To solve the problem, we need to analyze the motion of the bullet as it travels horizontally and falls vertically due to gravity. Here’s a step-by-step solution: ### Step 1: Understand the Problem We have two screens A and B separated by a distance of 100 m. The bullet travels horizontally and penetrates both screens at points P and Q, where Q is 10 cm below P. We need to find the velocity of the bullet at screen A. ### Step 2: Identify the Vertical Motion The bullet falls vertically due to gravity while traveling horizontally.
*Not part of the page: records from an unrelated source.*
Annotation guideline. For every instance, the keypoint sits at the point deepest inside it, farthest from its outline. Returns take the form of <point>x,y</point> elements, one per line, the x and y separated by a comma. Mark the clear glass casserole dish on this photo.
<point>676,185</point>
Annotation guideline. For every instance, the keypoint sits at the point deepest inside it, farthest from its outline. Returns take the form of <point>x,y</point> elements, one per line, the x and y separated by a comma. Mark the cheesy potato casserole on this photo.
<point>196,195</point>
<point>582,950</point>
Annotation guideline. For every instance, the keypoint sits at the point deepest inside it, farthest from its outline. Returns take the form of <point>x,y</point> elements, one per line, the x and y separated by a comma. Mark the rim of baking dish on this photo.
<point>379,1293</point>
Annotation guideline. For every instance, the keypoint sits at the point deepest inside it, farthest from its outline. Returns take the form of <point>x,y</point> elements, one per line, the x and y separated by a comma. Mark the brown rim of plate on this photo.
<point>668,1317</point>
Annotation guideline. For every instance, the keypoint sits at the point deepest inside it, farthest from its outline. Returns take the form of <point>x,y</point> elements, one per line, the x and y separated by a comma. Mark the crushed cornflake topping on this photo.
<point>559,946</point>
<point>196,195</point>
The vertical distance fallen (from P to Q) is 10 cm, which is equal to 0.1 m. ### Step 3: Use the Equation of Motion We can use the second equation of motion for vertical displacement: \[ s = ut + \frac{1}{2} a t^2 \] Here, - \(s\) is the vertical displacement (0.1 m), - \(u\) is the initial vertical velocity (0 m/s, since it starts falling from rest), - \(a\) is the acceleration due to gravity (approximately \(9.81 \, \text{m/s}^2\)), - \(t\) is the time taken to fall. Substituting the values, we have: \[ 0.1 = 0 + \frac{1}{2} \cdot 9.81 \cdot t^2 \] This simplifies to: \[ 0.1 = 4.905 t^2 \] ### Step 4: Solve for Time \(t\) Rearranging the equation gives: \[ t^2 = \frac{0.1}{4.905} \] Calculating this: \[ t^2 \approx 0.0204 \quad \Rightarrow \quad t \approx \sqrt{0.0204} \approx 0.142 \, \text{s} \] ### Step 5: Calculate Horizontal Velocity Now, we know the bullet travels horizontally a distance of 100 m in the time \(t\). Using the formula: \[ \text{Distance} = \text{Velocity} \times \text{Time} \] We can rearrange it to find the horizontal velocity \(v\): \[ v = \frac{\text{Distance}}{t} = \frac{100}{0.142} \] Calculating this gives: \[ v \approx 704.2 \, \text{m/s} \] ### Step 6: Final Answer Thus, the velocity of the bullet at screen A is approximately **700 m/s** (rounded to the nearest hundred).